While interesting from a biological point of view, this new classification raises methodological concerns. For if classification is based on either 100% dHGP or < 100% dHGP, assessment could be more susceptible to sampling and reading error. In order to validate HGPs as a histological biomarker, knowledge on HGP concordance within a single and amongst multiple metastases within the same patient is essential, especially considering the growing evidence of (non-)genetic intra-tumoural heterogeneity in CRC [23]. Knowledge on diagnostic accuracy and learnability of HGP assessment is also necessitated to determine the reliability and replicability of this histological biomarker. This study therefore analyses within and between metastasis HGP concordance within the same cohort as described by Galjart et al. [15], as well as an external validation cohort [24]. In addition, diagnostic accuracy is determined for scoring a single or multiple formalin-fixed paraffin-embedded (FFPE) tissue blocks per CRLM and for scoring a single or multiple CRLM per patient. Lastly, the learning curve associated with HGP assessment is determined in two observers (pathologist and PhD candidate) without prior experience in HGP assessment.

Methods

The current study was approved by the medical ethics committee of the Erasmus University Medical Center (MEC-2018-1743). The need for informed consent was waived by the ethics committee due to the retrospective and non-invasive nature of the study. Drafting of the manuscript was performed in accordance with the REMARK guidelines [25].

Patient selection

The patient selection for the current study was performed in the same cohort as described by Galjart et al. [15]. Patients undergoing resection of CRLM at the Erasmus MC Cancer Institute, the Netherlands, between January 2000 and March 2015 were eligible for inclusion.

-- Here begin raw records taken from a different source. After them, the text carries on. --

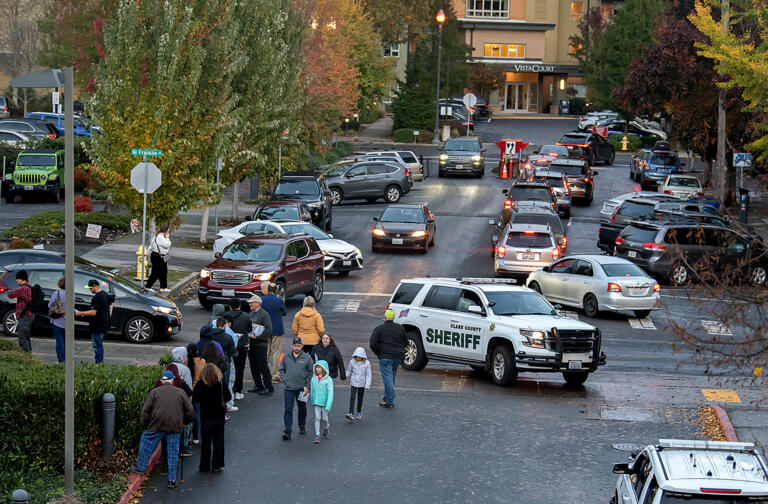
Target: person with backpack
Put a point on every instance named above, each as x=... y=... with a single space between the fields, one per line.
x=57 y=313
x=100 y=313
x=24 y=313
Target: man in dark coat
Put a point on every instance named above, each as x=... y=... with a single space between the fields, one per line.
x=388 y=343
x=166 y=410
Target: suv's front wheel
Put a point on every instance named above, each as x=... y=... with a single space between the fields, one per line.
x=415 y=356
x=392 y=194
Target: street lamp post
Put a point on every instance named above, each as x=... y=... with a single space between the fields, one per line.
x=440 y=18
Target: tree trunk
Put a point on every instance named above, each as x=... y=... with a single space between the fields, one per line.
x=204 y=225
x=234 y=201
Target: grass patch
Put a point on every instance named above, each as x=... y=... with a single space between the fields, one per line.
x=48 y=225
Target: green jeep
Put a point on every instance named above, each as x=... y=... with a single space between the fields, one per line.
x=36 y=171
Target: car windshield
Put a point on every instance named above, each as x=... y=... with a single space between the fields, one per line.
x=622 y=270
x=297 y=188
x=530 y=193
x=307 y=229
x=665 y=158
x=404 y=215
x=253 y=252
x=36 y=160
x=684 y=182
x=519 y=303
x=543 y=219
x=528 y=239
x=461 y=145
x=287 y=212
x=569 y=170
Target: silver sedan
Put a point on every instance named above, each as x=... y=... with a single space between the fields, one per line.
x=597 y=283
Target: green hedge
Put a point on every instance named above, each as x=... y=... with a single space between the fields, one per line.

Routine pathological assessment

During macroscopic pathological assessment of the surgical specimens of resected CRLM, representative sections (e.g. tumour, tumour with relation to the surgical margin(s), capsule, background liver, non-tumorous liver in distance) were considered for preparation of FFPE tissue blocks. A 5 µm section per block was cut and stained with Haematoxylin and Eosin (H&E) for pathological interpretation. If needed, deeper levels of the block were cut and stained with H&E.

Assessment of HGPs

H&E stained slides retrieved from the archive of the Pathology Department of the Erasmus MC were retrospectively reviewed by light microscopy (Fig. 1a–f). Scoring of the HGPs was performed in accordance with international consensus guidelines [14]. For each block subjected to review the relative presence [in percentage (%)] at the tumour-liver interface of the distinct HGP’s (pushing, desmoplastic and replacement type) was estimated. The metastasis HGP was defined as the pooled estimate (average with equal weights per block) of all blocks of a single CRLM. Concordantly, the patient HGP was defined as the pooled estimate (average with equal weights per CRLM) of all resected CRLM within a single patient. Given recent findings [15], block, metastasis and patient HGP were classified as dHGP if only the desmoplastic type was observed (i.e. 100% dHGP), and as non-dHGP if any percentage of pushing and/or replacement type was observed (i.e. < 100% dHGP). Due to this on/off classification, if non-dHGP is observed on a single block, corresponding metastasis and patient HGP is classified as non-dHGP, regardless of the HGP of other blocks within the same metastasis or other CRLM within the same patient.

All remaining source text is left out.